Background
Despite recent advances in personalized medicine, selecting the optimal treatment for a patient can be challenging. Response rates to cancer therapies remain highly variable and often low, especially in lung cancer. For its most common type, non-small cell lung cancer (NSCLC), response rates range from 9 to 74% depending on the therapy and patient population [1]. This problem is not limited to cancer and is also highly relevant for fibrotic interstitial lung disease (fILD), where standard immunosuppressive therapy fails in a substantial part of the population [2,3]. This underscores the urgent need for approaches that can reliably predict an individual patient’s response to available treatments for lung cancer and fILD.
Several predictive biomarkers have been developed for NSCLC and are now routinely used in clinical practice to select patients for specific treatments. Biomarkers for targeted therapies have demonstrated good predictive performance: in biomarker-positive patient populations, response rates to targeted therapies are often approximately two-fold higher than those observed with standard chemotherapy. In contrast, for immunotherapy, only a modest increase in response rate has been achieved. Yet both types of treatment often yield only modest improvements in overall survival, typically up to a few months, while being associated with high costs and considerable side effects for patients [1].

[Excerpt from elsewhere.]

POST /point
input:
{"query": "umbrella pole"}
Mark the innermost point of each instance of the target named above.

One likely explanation for the limited predictive power of current biomarkers is that they do not sufficiently integrate the information about the tumor-immune microenvironment (TIME). Most existing biomarkers rely on static molecular measurements and therefore fail to reflect the dynamic interactions between tumor and immune cells. Meanwhile, spatio-temporal dynamics of the TIME, such as survival of tumor and immune cells, cell division metrics, and cell-cell interactions, can be essential determinants of therapy success. Therefore, new biomarkers derived from TIME dynamics may be promising for improving patient stratification.
Aims
DoPredict aims to develop a compact personalized testbed that allows prediction of the optimal treatment for a patient by testing the effects of multiple drugs applied to fresh, unprocessed patient biopsies. Acute biopsies containing intact tissue architecture and exposed to different treatments will be kept viable for 5-7 days and imaged during culturing in 3D with higher harmonic generation (HHG) microscopy, generating 3D+T data for each sample. Such live imaging is possible since HHG microscopy is label-free, requires no tissue preparation, and does not damage tissue. This approach allows us to capture the spatio-temporal dynamics of the tumor–immune microenvironment (TIME) in patient tissue biopsies.

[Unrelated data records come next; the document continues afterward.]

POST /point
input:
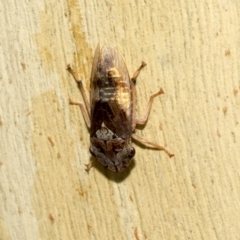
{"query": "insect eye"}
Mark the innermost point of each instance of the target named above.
(131, 153)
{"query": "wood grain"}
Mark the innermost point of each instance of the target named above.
(192, 52)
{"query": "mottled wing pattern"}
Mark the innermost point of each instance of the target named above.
(115, 112)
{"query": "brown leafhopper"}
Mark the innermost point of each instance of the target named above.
(111, 114)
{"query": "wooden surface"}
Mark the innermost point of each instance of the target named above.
(193, 52)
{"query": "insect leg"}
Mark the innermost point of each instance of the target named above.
(142, 121)
(133, 88)
(146, 143)
(83, 110)
(81, 88)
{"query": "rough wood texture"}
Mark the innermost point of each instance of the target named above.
(192, 51)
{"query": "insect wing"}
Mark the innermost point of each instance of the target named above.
(115, 109)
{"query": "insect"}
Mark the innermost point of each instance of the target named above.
(111, 114)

Using these rich data, we will:
-
Develop AI methods for advanced analysis of 3D+T HHG images, including such tasks as tissue segmentation, detection and classification of cells, and tracking them over time.
-
Derive the metrics characterizing TIME dynamics using the output of these AI algorithms, such as tumor reduction rate, change in relative frequencies of tumor and immune cells, immune cell motility, and changes in collagen content.
-
Investigate and validate the predictive power of the derived TIME-based characteristics by correlating them with patient responses to treatment in a set of test control samples.
Potentially, this platform will provide clinicians with the prediction of optimal treatment for a patient within 5-7 days.
Funding
This project is supported by NWO Open Technology Program.
References
-
D. R. Camidge, R. C. Doebele, K. M. Kerr, Comparing and contrasting predictive biomarkers for immunotherapy and targeted therapy of NSCLC. Nature Reviews Clinical Oncology 16, 341-355 (2019).
-
C. Hyldgaard, S. Torrisi, S. Kronborg Brix-White, T. S. Prior, C. Ganter, E. Bendstrup, M. Kreuter, Immunomodulatory treatment in unclassifiable interstitial lung disease: A retrospective study of treatment response. Respirology 28, 373-379 (2023).
-
H. Barnes, K. A. Johannson, Management of Fibrotic Hypersensitivity Pneumonitis. Clin Chest Med 42, 311-319 (2021).